After a 75-minute delay in a game already pushed back 18 hours by the conference, the Cougars gave away an 11-point lead in the second half by not scoring a point for 12:05 and failing to record a field goal for 14:21. Stanford closed out the final 17 minutes of the game on a 30-11 run.
WSU (9-7 overall, 2-3 Pac-12) got going early, scoring the game’s first seven points. Despite being undersized against the fourth-tallest team in the country, the Cougar defense held tough through the first ten minutes, holding Stanford (10-4, 3-1) to just eight points and forcing six Cardinal turnovers.
The Cardinal retested the WSU defense coming out of the timeout and closed the Cougar lead to just two with just six minutes left in the half. The Cougars responded with a 12-4 run to grow the lead to 10, forcing Stanford to come up on the negative side of things when the Cardinal were on offense. Stanford sent both teams to the locker room for the second time in 90 minutes with a desperation three in the closing seconds with WSU leading 35-26. Despite Stanford testing WSU in the paint, the Cardinal’s attempts to stop Mohammed Gueye came up negative as the freshman had 12 points in the first half.
Gueye continued to give Stanford issues, scoring off a Noah Williams pass in the paint then throwing a ferocious dunk on the next possession over Stanford’s Jaiden Delaire to push the Stanford deficit to 10. The dunk set another career high in points for Gueye with 16. Flowers hit a contested three to give WSU an 11-point lead. Everything looked good.
Then, the infamous second half Cougars returned.
Stanford got red-hot on the offensive end and timed it up with the worst scoring drought of the year from WSU. The Cardinal went on a 23-0 run as WSU’s scoring drought reached just over 12 minutes. By the time Williams got a free throw to fall, the Cardinal lead had ballooned to 12. The field goal drought ended with a Michael Flowers three, and with the Cardinal going on a two-minute scoring drought over their own, the Cougars showed some life late. The Cougar defense forced a few Stanford turnovers and miraculously, cut the Stanford lead down to eight with just over a minute and a half to go. The Cougars overslept that wake-up call, as the fight was a little too late. Though they were able to cut the lead to as low as five in the final 15 seconds with a 10-5 run, the Cardinal survived the late desperation punches.

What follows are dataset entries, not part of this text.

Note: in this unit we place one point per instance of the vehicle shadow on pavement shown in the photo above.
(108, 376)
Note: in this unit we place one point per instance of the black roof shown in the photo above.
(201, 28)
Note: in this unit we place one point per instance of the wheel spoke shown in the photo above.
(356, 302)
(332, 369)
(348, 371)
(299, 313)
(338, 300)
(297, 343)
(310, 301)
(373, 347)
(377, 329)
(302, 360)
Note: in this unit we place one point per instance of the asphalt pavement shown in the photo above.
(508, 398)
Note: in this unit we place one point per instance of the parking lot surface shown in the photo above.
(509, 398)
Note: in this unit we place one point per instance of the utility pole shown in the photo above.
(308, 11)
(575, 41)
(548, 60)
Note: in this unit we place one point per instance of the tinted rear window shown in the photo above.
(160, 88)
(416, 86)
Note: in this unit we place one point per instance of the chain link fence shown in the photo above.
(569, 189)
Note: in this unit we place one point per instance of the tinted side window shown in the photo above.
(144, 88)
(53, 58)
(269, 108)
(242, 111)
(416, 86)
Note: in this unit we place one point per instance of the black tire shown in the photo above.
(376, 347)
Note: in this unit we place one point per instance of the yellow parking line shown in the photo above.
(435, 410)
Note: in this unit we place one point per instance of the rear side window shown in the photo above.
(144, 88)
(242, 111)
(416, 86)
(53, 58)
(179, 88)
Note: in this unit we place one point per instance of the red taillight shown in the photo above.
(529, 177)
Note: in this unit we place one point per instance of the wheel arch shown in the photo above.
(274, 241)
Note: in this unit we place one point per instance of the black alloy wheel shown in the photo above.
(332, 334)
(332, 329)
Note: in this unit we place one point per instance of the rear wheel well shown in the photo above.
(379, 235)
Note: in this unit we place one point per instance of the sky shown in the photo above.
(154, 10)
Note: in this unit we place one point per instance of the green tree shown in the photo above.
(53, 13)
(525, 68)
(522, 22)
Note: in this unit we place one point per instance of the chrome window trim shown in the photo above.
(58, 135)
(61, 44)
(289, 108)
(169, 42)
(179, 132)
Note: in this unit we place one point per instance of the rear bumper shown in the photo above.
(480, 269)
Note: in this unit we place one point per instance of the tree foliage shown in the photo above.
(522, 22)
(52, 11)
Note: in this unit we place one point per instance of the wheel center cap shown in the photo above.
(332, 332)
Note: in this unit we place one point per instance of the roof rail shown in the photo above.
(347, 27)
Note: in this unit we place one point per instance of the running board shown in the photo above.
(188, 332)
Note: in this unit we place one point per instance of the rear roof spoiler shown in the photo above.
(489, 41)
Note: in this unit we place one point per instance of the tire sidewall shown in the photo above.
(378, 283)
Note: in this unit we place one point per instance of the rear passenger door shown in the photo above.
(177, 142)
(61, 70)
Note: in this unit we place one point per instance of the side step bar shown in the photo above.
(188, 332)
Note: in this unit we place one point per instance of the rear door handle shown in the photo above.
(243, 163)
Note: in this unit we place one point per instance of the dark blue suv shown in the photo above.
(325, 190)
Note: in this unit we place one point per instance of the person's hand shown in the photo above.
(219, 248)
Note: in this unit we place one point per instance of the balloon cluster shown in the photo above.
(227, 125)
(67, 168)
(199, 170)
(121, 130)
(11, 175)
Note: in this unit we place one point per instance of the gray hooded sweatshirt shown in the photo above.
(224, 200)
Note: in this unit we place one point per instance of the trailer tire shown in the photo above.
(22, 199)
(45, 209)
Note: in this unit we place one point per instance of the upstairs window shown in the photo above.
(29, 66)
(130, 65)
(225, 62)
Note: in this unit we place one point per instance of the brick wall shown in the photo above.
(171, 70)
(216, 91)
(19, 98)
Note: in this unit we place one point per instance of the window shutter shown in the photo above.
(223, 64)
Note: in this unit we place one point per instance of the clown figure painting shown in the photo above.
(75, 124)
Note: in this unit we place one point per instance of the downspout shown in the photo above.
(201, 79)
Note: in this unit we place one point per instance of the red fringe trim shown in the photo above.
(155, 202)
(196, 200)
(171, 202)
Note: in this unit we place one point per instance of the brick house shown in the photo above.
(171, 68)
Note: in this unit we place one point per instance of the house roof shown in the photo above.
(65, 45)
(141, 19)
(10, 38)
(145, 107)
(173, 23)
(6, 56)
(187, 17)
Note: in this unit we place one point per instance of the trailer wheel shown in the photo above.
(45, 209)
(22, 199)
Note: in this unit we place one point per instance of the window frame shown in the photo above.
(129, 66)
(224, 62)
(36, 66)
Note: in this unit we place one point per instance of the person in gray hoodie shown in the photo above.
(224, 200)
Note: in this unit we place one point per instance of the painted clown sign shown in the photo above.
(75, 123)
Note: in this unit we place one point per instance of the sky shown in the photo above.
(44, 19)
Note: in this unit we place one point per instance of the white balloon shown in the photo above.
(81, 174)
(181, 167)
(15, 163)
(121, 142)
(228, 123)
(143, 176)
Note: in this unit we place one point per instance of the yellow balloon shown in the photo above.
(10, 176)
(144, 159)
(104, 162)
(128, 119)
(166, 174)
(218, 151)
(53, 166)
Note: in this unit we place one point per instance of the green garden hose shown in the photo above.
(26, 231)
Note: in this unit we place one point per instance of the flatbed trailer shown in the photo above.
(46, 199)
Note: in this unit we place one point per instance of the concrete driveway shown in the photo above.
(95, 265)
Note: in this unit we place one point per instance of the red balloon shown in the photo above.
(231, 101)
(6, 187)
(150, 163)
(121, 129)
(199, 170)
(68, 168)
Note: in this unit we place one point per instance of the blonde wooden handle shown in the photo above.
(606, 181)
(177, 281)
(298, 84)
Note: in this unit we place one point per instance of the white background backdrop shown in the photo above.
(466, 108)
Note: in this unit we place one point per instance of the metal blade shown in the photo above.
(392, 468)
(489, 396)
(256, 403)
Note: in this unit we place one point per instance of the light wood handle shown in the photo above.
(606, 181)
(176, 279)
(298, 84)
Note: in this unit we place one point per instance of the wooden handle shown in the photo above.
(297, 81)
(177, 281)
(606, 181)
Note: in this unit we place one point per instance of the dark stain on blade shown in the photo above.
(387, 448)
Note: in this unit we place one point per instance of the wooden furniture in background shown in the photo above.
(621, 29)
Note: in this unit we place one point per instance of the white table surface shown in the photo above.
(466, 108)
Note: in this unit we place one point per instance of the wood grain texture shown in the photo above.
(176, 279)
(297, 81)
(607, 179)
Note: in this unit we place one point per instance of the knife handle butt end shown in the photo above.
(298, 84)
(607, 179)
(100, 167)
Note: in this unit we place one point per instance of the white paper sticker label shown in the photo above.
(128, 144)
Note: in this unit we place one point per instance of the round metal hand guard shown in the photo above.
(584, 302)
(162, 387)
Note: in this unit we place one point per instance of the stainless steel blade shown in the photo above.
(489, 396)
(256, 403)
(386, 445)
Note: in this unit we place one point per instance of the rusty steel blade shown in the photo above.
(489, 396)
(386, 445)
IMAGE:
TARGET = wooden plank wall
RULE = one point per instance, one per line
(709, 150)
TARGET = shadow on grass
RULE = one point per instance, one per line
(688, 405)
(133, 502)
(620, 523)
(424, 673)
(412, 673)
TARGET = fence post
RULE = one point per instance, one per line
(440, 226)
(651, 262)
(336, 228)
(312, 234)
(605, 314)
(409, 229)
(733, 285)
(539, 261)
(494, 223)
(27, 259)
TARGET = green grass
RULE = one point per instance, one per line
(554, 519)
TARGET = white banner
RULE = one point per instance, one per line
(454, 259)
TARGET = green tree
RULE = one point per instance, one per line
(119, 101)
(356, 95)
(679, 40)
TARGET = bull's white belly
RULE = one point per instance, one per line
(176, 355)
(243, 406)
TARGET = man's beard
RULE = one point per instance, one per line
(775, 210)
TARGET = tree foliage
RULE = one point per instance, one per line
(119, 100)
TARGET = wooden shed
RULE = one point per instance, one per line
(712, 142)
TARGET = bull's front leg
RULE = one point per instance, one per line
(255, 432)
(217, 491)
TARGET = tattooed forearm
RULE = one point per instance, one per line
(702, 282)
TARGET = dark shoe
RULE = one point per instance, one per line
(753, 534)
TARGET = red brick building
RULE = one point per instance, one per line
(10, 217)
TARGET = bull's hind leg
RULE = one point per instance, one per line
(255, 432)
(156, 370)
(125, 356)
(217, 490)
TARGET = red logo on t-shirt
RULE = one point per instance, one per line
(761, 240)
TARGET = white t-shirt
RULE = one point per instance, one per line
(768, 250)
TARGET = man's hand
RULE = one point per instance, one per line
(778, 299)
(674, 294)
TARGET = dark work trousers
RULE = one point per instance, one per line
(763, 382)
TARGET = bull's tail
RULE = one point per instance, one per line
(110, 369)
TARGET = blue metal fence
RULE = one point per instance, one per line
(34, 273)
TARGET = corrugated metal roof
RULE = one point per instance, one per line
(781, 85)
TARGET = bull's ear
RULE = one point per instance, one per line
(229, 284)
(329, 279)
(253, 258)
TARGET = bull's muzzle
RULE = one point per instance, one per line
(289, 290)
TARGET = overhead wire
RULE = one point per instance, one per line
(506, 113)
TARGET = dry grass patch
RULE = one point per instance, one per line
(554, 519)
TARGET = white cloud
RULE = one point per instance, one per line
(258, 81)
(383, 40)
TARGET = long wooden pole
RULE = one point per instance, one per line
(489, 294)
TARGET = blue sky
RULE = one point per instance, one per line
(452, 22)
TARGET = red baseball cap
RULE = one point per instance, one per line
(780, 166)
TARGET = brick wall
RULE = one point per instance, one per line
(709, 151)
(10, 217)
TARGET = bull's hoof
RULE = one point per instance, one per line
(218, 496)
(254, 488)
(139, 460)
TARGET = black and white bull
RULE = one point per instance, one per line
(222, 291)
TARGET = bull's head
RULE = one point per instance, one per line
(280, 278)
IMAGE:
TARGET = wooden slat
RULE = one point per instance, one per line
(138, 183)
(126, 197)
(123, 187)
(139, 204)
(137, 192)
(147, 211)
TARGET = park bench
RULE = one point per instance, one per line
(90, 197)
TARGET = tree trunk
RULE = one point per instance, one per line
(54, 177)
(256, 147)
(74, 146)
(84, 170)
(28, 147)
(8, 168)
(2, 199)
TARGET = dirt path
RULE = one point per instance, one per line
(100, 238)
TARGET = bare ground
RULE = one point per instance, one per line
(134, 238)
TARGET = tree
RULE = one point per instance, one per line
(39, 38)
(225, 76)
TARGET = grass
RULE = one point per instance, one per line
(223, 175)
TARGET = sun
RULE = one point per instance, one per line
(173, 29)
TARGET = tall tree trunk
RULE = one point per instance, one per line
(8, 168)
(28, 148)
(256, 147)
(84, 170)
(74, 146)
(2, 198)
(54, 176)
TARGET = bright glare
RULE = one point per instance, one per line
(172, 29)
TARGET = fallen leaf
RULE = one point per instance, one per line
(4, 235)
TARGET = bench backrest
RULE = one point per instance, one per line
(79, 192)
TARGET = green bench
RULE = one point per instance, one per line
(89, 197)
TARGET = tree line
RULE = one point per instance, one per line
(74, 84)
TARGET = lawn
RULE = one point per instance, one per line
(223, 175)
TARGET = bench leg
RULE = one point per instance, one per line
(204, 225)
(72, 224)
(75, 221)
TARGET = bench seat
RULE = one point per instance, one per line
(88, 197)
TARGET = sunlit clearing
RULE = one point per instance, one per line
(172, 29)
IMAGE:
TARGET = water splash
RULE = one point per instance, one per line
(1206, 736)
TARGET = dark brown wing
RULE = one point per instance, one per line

Just when Cougar fans had thought they had seen it all with the 75-minute delay to the game, the Cougars’ double-digit long scoring and field goal droughts were the worst we had seen of the Cougars second half collapses this season. Not even the select open shots the Cougars could find in the final 17 minutes of the game would fall. The team looked unenergized throughout the entire drought, not showing many signs of life until the defense created a 10-second violation with under three minutes to go.
Gueye was tied with Spencer Jones and Brandon Angel for the leading scorers with 16. Gueye only had four points in the second half, all coming in the first two minutes of the half.
Tyrell Roberts was originally slated to start for the Cougars but was scratched at the last minute with Noah Williams taking his place. He was apparently set to join Dishon Jackson and D.J. Rodman as inactives. The teams gathered at center court for tip-off at 2:00 p.m., as (re)scheduled. There was some confusion as the referees and coaches gathered. WSU’s PA Glenn Johnson then announced that the teams were in a 10-minute delay. The delay extended 65 minutes as Stanford’s team physicians were reportedly unsatisfied with the WSU test results. With the status of the game in the air, 73 minutes after the scheduled tip-off, Glenn Johnson gave the crowd the good news that the game was back on with tip-off scheduled for 3:15PM.
It was instead Matt DeWolf who was inactive after the delay after being present for pre-game warmups.
Next up: Another scheduled afternoon tip-off on Saturday against the California Golden Bears at 1 p.m. back at Beasley Coliseum.